If you’re anxious about a presentation you’re about to give, or a meeting you’re about to have, you immediately start searching your mind for what it is that you can do to get rid of the anxiety. You can speak to a friend, distract yourself with something, do some breathwork.
Or perhaps you wake up on the weekend, and you’re feeling a little lonely. It’s your day off and rather than feeling energised to do the things you’ve been wanting to do, you’re lonely. And so you start looking for ways to fix it—you can see what local events are happening, or if any of your friends are up for doing something, or you can perhaps watch something?
Why overcoming problems doesn’t work
Trying to overcome our feelings often aggravates them because it’s a form of resistance. And resistance is a form of critical judgement about our experience—which is what is causing the problem on the first place. Because the undesirable feeling itself is not the real problem, but only a part of the problem. The real problem is that we think the feeling says something undesirable about us, which is why we want to get rid of it, and wanting to get rid of it is what makes it persist.
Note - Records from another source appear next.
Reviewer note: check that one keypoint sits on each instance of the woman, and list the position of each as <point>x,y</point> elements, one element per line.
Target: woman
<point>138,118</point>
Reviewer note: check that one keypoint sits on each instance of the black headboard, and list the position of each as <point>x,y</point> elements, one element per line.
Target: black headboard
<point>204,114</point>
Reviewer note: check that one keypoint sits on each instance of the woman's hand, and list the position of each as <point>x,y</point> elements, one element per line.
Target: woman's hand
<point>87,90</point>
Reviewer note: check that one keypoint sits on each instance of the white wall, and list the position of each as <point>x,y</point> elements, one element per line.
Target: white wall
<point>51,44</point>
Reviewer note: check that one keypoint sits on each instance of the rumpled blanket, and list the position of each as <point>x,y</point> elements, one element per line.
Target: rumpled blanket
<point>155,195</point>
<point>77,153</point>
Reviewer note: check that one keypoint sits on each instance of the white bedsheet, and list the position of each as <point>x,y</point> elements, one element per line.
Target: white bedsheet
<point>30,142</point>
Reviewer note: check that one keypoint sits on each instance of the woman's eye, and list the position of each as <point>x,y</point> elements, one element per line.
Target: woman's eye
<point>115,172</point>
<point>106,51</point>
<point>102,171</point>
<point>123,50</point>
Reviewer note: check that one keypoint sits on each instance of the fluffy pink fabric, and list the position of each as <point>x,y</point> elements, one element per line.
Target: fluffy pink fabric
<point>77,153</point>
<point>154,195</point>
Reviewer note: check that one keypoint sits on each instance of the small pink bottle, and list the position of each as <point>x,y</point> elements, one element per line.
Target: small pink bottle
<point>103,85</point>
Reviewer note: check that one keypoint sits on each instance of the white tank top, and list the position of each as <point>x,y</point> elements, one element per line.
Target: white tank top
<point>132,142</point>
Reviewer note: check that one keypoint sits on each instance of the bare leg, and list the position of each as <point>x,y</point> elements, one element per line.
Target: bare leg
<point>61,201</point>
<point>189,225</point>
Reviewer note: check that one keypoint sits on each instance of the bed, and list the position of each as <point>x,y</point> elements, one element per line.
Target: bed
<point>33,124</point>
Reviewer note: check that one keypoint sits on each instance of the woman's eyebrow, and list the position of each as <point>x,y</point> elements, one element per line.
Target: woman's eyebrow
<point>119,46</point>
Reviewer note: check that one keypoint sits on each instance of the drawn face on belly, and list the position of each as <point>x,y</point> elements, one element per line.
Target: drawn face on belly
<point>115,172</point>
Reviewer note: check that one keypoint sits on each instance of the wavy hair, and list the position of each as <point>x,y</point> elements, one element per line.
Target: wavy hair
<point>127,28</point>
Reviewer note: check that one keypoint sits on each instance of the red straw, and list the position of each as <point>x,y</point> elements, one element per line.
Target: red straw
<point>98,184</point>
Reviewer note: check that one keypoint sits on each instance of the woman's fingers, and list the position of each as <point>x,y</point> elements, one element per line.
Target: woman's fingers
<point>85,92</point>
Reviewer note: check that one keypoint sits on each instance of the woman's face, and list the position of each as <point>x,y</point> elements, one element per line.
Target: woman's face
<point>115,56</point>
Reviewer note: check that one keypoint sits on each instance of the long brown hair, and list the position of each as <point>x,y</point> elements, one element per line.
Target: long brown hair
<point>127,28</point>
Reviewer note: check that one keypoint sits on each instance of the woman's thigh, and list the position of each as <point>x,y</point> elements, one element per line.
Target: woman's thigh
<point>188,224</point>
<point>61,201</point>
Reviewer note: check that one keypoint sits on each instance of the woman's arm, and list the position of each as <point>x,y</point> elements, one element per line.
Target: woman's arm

If we look inwards and listen to the inner monologue when we experience something we don’t like, we’re likely to hear a lot of self-judgemental commentary revolving around how we don’t want to be the type of person who has these feelings. They harm us, they hold us back, they make us look vulnerable—and of course we don’t want to be vulnerable, because we grow up in an environment that teaches us to be strong and deal with our problems. This denies the reality of what we’re experiencing.
So, what we’re actually saying when we want to get rid of a feeling is that it’s not okay to be feeling this way, because it’s not okay to be a person who’s feeling this way. But of course it’s okay to feel this way—because it’s how we’re feeling. And if we gave ourselves the permission to feel what we’re feeling, without any critical judgement, it’ll feel even more okay to feel this way.
Being with the feeling
Instead of resisting and pushing the unpleasant feelings away, we can bring to them what they call for.
Anxiety, which is a form of fear, calls for comfort.
Loneliness calls for company.
Sadness calls for presence.
Anger, which is often a form of fear and helplessness, calls for comfort.
Our feelings are not looking for solutions, they are looking for our presence. So, rather than push away, we can try to just sit and be with what is. And it is this energy of non-judgemental presence with unpleasant feelings that dissolves them.